Gov. Bush begins second term in Texas
By Charles Zewe/CNN
January 19, 1999
AUSTIN, Texas (January 19) -- Texas Governor George W. Bush was sworn in Tuesday for a second term, becoming the first Texas governor ever elected to back-to-back, four-year terms. Bush called for placing a high value on morals -- something that could become a campaign theme if he decides to run for president in 2000.
"I ... do solemnly swear," the son of former President George Bush and brother of Florida Governor Jeb Bush said taking the oath of office.
Some Texans wondered whether they were watching a rehearsal for another inaugural in two years. "I certainly hope he has a national future in Washington D.C., hopefully," said one audience member.
"I just think he would be an improvement over what we've got right now," another Texan agreed.
Bush made no mention of a presidential bid or President Bill Clinton's impeachment trial in his inaugural address, saying only a healthy Democracy depends on the character of its citizens.
"Some people think it's inappropriate to make moral judgments anymore.
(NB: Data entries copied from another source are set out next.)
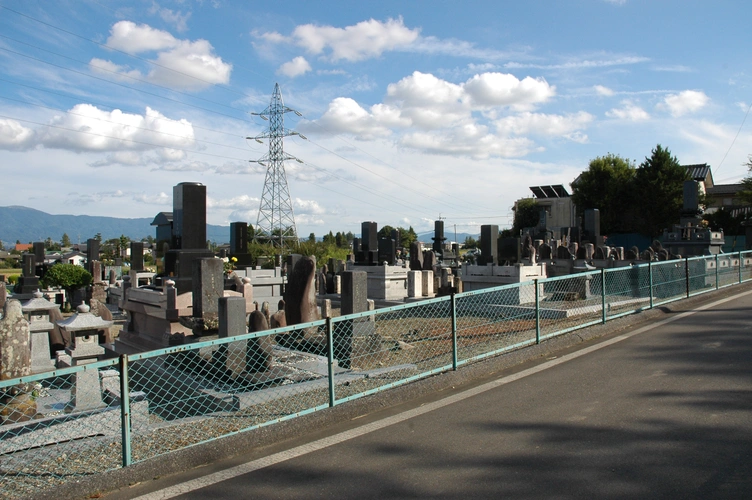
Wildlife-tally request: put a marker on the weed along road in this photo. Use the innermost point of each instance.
(658, 410)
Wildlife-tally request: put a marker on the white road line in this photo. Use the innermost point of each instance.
(283, 456)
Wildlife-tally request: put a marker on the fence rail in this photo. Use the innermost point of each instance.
(66, 424)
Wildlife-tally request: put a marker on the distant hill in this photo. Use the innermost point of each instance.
(27, 224)
(427, 237)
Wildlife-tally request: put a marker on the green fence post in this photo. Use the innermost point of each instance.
(716, 272)
(740, 267)
(686, 273)
(537, 312)
(603, 294)
(125, 411)
(453, 302)
(330, 358)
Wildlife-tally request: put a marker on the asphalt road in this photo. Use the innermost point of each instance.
(663, 413)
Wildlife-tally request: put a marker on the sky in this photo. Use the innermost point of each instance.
(407, 111)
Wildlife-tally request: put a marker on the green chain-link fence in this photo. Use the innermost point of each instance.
(66, 424)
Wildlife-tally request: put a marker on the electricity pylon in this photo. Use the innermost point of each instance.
(276, 220)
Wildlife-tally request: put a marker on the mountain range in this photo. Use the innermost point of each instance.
(28, 225)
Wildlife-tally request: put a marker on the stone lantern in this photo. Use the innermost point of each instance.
(37, 312)
(84, 348)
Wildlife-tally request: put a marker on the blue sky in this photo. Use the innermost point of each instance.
(411, 110)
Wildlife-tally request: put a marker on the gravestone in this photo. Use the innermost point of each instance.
(59, 339)
(278, 319)
(83, 328)
(28, 282)
(208, 287)
(387, 249)
(429, 260)
(17, 402)
(15, 342)
(300, 293)
(189, 216)
(137, 256)
(38, 314)
(231, 324)
(92, 253)
(415, 283)
(427, 280)
(489, 241)
(354, 300)
(321, 281)
(96, 271)
(544, 252)
(416, 256)
(592, 230)
(438, 236)
(258, 355)
(38, 252)
(238, 237)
Not me," Bush said.
Children, he said, should be taught to make right choices in life.
"They must learn to say 'yes' to responsibility, 'yes' to family, 'yes' to honesty and work, and 'no' to drugs, 'no' to violence, 'no' to promiscuity or having babies out of wedlock," the 52-year-old Republican said.
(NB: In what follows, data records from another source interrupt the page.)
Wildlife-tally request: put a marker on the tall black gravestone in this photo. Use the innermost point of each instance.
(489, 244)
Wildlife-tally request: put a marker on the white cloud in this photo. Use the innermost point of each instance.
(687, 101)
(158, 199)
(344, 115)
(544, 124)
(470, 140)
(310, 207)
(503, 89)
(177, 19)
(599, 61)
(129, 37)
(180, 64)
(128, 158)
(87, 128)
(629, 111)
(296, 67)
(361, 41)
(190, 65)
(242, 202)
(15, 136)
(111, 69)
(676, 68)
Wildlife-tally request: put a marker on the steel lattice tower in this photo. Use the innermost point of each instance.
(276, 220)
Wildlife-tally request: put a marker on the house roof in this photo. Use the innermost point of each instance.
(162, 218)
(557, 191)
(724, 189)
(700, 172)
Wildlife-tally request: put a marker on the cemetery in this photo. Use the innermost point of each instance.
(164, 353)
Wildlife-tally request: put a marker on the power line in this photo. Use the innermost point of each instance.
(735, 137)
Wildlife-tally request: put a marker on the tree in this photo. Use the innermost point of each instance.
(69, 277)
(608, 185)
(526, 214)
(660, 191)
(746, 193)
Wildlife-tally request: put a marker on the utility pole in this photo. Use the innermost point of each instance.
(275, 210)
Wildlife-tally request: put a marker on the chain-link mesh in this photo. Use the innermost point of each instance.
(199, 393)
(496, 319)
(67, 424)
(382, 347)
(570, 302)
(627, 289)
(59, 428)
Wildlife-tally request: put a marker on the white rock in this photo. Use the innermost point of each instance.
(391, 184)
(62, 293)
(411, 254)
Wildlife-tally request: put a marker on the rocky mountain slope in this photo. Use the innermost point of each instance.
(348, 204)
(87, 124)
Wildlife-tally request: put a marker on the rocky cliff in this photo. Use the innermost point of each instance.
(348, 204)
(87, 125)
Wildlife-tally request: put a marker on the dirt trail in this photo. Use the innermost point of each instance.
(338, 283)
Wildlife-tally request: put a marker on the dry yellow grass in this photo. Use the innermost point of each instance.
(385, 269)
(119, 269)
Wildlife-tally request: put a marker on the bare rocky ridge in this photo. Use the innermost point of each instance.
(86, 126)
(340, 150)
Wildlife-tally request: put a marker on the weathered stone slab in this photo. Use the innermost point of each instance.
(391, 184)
Bush is expected to present the Texas legislature with a package of tax cuts and education reform his advisers hope will buttress a presidential campaign.
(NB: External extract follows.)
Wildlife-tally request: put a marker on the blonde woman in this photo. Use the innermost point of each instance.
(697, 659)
"I think he wants to be able to give some tax money back to the voters; he wants to make some real strides in education reform to build the record that he can take around to the rest of the country," Political analyst Phil Seib said.
"What Americans need to hear and Texans need to hear is that these conservative policies lead to compassionate results," Bush said.
Still undeclared, Bush says his wife and two daughters are reluctant to support his run for president.
In recent weeks, however, Bush has staked out his turf as the de facto Republican front-runner.
He's met with top GOP contributors and some of his father's top advisers including former Secretary of State George Schultz and former Defense Secretary Dick Cheney.
"Being a Bush and being part of a political family that has contacts and friendships all over the country. It gives him an opportunity to call on people that new candidates would have more difficulty doing," said Ron Faucheux of Campaigns and Elections Magazine.
The Texas governor is also reportedly contacting a network of campaign veterans who are ready to sign on to a Bush campaign once he forms a presidential exploratory committee and qualifies for federal funding.
Bush says he'll announce in six to eight weeks whether he's running for president. While he's publicly undecided and unannounced there's every indication he has may not be finishing his second term as governor of Texas.